Sejarah mencatat: tidak ada tokoh besar lain dalam politik federal AS, baik dari Partai Republik maupun Demokrat, yang rajin berbohong seperti Trump. Dan Trump "selamat" dari jeratan hukum.
Lebih aneh lagi, meski Trump telah divonis bersalah atas 34 dakwaan pidana, antars lain, karena memalsukan catatan bisnisnya, ia menang dalam Pilpres AS 2024, mengalahkan Harris. Padahal Trump jelas-jelas telah melakukan pelanggaran hukum yang berat.
Samuel Abrams, dosen politik dan ilmu sosial di Sarah Lawrence College di New York, mengatakan, “Mengapa kandidat tertentu kebal dari skandal, tapi yang lainnya tidak? Saya tidak bisa menjawab pertanyaan itu. Mengapa rekam jejak Donald Trump, misalnya, yang terkait perselingkuhan dan beberapa kasus kriminal, tidak melekat pada dirinya?”
Jawabnya, Trump telah menyulap kebohongan di era post truth menjadi "kenyataan". Di era post truth, kebenaran bukanlah kebenaran. Kebenaran adalah produk citra virtual hasil rekayasa. Dan Trump memanfaatkannya secara jeli dan masif.
The Washington Post, pada akhir masa jabatan Trump periode pertama Januari 2021 melaporkan bahwa ia telah membuat lebih dari 30.000 klaim yang salah atau menyesatkan selama empat tahun masa jabatan sebagai Presiden. Pernyataan yang dianggap salah atau menyesatkan ini meliputi berbagai topik, seperti ekonomi, kebijakan luar negeri, pandemi Covid-19, dan pemilu.

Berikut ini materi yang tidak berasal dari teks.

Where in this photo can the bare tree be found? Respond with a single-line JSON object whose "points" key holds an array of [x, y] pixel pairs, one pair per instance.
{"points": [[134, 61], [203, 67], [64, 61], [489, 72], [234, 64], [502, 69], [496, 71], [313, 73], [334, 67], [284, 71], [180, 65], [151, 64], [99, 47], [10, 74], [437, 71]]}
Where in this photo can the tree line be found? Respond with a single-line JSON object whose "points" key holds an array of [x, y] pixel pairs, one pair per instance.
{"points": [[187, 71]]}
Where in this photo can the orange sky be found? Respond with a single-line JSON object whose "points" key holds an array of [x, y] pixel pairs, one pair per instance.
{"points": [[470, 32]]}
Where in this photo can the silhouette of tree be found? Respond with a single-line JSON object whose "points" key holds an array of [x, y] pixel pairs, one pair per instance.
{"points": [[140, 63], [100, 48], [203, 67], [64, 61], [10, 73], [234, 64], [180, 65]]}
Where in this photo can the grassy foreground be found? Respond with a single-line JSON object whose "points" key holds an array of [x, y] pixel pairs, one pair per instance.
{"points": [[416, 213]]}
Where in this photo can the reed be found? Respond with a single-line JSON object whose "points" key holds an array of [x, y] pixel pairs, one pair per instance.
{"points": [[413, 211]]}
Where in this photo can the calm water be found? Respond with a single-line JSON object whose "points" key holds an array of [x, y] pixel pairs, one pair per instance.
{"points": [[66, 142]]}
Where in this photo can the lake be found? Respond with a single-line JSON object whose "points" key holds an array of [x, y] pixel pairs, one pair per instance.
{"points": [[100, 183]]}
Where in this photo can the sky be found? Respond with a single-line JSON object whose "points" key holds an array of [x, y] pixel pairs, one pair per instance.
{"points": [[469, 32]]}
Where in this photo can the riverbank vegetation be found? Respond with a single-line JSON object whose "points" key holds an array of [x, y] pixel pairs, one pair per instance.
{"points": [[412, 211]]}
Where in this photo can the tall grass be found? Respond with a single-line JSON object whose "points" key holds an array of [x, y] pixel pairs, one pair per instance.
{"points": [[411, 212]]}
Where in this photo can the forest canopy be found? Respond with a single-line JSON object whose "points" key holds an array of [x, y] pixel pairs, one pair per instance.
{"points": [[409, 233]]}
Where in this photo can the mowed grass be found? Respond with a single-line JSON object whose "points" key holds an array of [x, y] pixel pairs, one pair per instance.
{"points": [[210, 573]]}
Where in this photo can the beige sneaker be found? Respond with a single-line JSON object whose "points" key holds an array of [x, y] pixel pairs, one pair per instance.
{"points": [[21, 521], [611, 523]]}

Dalam kampanye 2024, Trump berjanji bahwa jika ia menang, konflik Palestina dan Israel akan segera diakhiri. Faktanya, setelah Trump menang, konflik di Timur Tengah tersebut makin membara. Dan Trump secara ironis, kini makin menunjukkan kedekatannya dengan Israel.
Sebagian besar umat Islam di AS yang telah memilih Trump dalam Pilpres 2024 kecewa berat. Trump telah membohongi warga muslim AS yang telah memilihnya.
Tak hanya itu. Dunia pun makin cemas terhadap kebijakan politik Trump yang random. Trump oleh media massa di Amerika dan Eropa telah disejajarkan dengan Presiden Korut Kim Jong Un dan PM Israel Benjamin Netanyahu (yang kini buron sebagai penjahat perang).
Apa arti semua itu? Masa depan dunia makin kacau. Dan terpilihnya Donald Trump sebagai Presiden Amerika Serikat akan menambah kekacauan itu. Trump adalah pembohong yang merusak dunia.